Question-: When compaction is done, then in which of the below case, new SSTable partition segment smaller than the older one?
A. When there are lot of delete operations on both of the partition segment. B. When there are lot of tombstone marked data in both the partition segment. C. When there are lot of insert operations on both the partition segments. D. When there are lot of UPDATE operations.
Answer: A, B Exp: When there are lot of delete then it is possible that there are lot of tombstone data which has the gc grace period expired. Which can cause new SSTable partition segment bigger than the older one. In case of lot of insert operation there would be bigger partition segment as part of the result. And in case of UPDATE there is no such impact on size.
Admin Only
Question-: You have a big Cassandra table with the overall size around M records. You run the following command.
COPY HE_KEYSPACE.TBL_HADOOPEXAM_COURSES TO ‘home/hadoopexam/he_courses_data.csv’ with HEADER=true and PAGETIMEOUT=40 and PAGESIZE=20 AND DELIMITER=’~’;
However, while doing this exercise.

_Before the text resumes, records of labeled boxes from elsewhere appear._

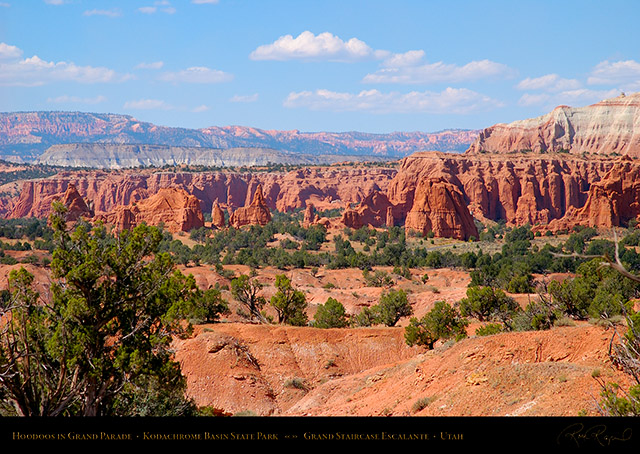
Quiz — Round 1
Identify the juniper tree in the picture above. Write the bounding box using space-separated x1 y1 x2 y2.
0 204 210 416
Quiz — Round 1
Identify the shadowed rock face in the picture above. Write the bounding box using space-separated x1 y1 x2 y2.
467 93 640 157
7 167 396 218
60 184 93 222
97 188 204 233
229 185 271 228
211 200 227 229
343 153 640 239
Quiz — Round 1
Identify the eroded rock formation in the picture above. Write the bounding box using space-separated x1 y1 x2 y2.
96 188 204 233
343 152 640 239
211 200 227 229
467 93 640 157
229 185 271 228
60 184 94 222
8 167 396 222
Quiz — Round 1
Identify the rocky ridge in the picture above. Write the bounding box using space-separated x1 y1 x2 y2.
94 188 204 233
7 166 396 223
0 111 478 159
466 93 640 157
343 152 640 239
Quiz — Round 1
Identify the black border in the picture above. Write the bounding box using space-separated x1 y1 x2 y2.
0 416 640 451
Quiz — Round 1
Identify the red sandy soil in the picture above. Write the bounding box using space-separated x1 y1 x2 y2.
171 266 626 416
0 258 628 416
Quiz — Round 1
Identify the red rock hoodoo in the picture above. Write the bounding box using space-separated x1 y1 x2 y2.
60 184 93 222
229 185 271 228
211 200 227 229
467 93 640 157
96 188 204 233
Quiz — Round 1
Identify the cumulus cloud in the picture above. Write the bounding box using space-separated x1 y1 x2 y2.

You get below error.
./dump_cassandra.sh: xmalloc: ../../.././lib/sh/strtrans.c:63: cannot allocate XXXXXXXXXX bytes (YYYYYYYY bytes allocated)", "stdout_lines": ["[Sat Jul 13 11:12:24 UTC 2019] Executing the following query:", "COPY HE_KEYSPACE.TBL_HADOOPEXAM_COURSES TO ‘home/hadoopexam/he_courses_data.csv’ with HEADER=true and PAGETIMEOUT=40 and PAGESIZE=20 AND DELIMITER=’~’;"
What is the cause and how can you correct the same?
A. You have to remove PAGETIMEOUT parameter B. You have to increase the PAGESIZE parameter from 20 to more C. You have to add BEGINTOKEN and ENDTOKEN parameters D. You have to add MAXOUTPUTSIZE parameters
Answer: D
Explanation: Yes, you can use the COPY TO command to copy data from Cassandra table to a csv file. However, you also need to know the use of each parameters for almost all basic command used. There are following command options. In real exam they would not ask for all the command but frequently used command you should know. One of the example is COPY TO and COPY FROM command.
PAGESIZE : This shows the page size while fetching the data. If your PAGESIZE is higher than PAGETIMEOUT should also be high.
PAGETIMEOUT: It is a timeout for fetching each page. If your partition size is large than you should have large PAGETIMEOUT. If there is timeout error then consider increasing this value. Which is not the case in the given example.
BEGINTTOKENS: From the token where the data should be exported.
ENDTOKEN : Maximum number of token till the data needs to be exported.
MAXREQUESTS : Count of concurrently processing the data.
MAXOUTPUTSIZE: It is not able to allocate enough space for the data you are exporting. Hence, you need to tune this parameter. This is the parameter which actually measures the maximum size of the output file measured in number of lines. Beyond this value, the output file would be splited into segments.
Admin and Dev both
Question-: Which of the following helps keeping all the data together based on the partition key? A. Row Cache B. Key Cache C. Partition D. Bloom filter E. Clustering key
Answer: C Exp: To keep all the data together with the same partition key is achieved by the concept of partition. Partition created based on the partition key. On a single node data with the same partition key goes into the same partition. Clustering key helps this data to be sorted based on the clustering columns. All others are like Row Cache. Key Cache and Bloom filter are in memory data structure. To retrieving and locating data quickly.